Aspiration-based Perturbed Learning Automata in Games with Noisy Utility Measurements. Part B: Stochastic Stability in Weakly Acyclic Games
Georgios C. Chasparis
TL;DR
This work advances reinforcement-based learning for distributed multi-agent optimization by introducing Aspiration-based Perturbed Learning Automata (APLA), which augments action reinforcement with an aspiration-based satisfaction level to cope with noisy payoff observations. The authors develop a finite-state Markov-chain framework and Freidlin–Wentzell graph machinery to characterize stochastic stability, deriving conditions under which learning converges (in a weak sense) to the pure Nash equilibria set and, in certain weakly acyclic games, to payoff-dominant equilibria.
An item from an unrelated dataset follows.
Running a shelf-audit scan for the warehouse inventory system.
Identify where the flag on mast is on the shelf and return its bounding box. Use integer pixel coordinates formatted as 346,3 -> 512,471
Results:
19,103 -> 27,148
The analysis hinges on approximating one-step transition probabilities via resistance concepts and connecting improvement paths to W-graphs, yielding explicit criteria for stochastically stable states. Simulations on the Stag-Hunt game illustrate that APLA can reliably select efficient equilibria in noisy environments, in contrast to PLA which may favor risk-dominant outcomes. Overall, the approach broadens convergence guarantees for reinforcement-based learning beyond potential/coordination games and demonstrates practical equilibrium selection in large, decentralized settings.
Abstract
Reinforcement-based learning dynamics may exhibit several limitations when applied in a distributed setup. In (repeatedly-played) multi-player/action strategic-form games, and when each player applies an independent copy of the learning dynamics, convergence to (usually desirable) pure Nash equilibria cannot be guaranteed. Prior work has only focused on a small class of games, namely potential and coordination games. Furthermore, strong convergence guarantees (i.e., almost sure convergence or weak convergence) are mostly restricted to two-player games. To address this main limitation of reinforcement-based learning in repeatedly-played strategic-form games, this paper introduces a novel payoff-based learning scheme for distributed optimization in multi-player/action strategic-form games. We present an extension of perturbed learning automata (PLA), namely aspiration-based perturbed learning automata (APLA), in which each player's probability distribution for selecting actions is reinforced both by repeated selection and an aspiration factor that captures the player's satisfaction level. We provide a stochastic stability analysis of APLA in multi-player positive-utility games under the presence of noisy observations. This paper is the second part of this study that analyzes stochastic stability in multi-player/action weakly-acyclic games in the presence of noisy observations. We provide conditions under which convergence is attained (in weak sense) to the set of pure Nash equilibria and payoff-dominant equilibria. To the best of our knowledge, this is the first reinforcement-based learning scheme that addresses convergence in weakly-acyclic games. Lastly, we provide a specialization of the results to the classical Stag-Hunt game, supported by a simulation study.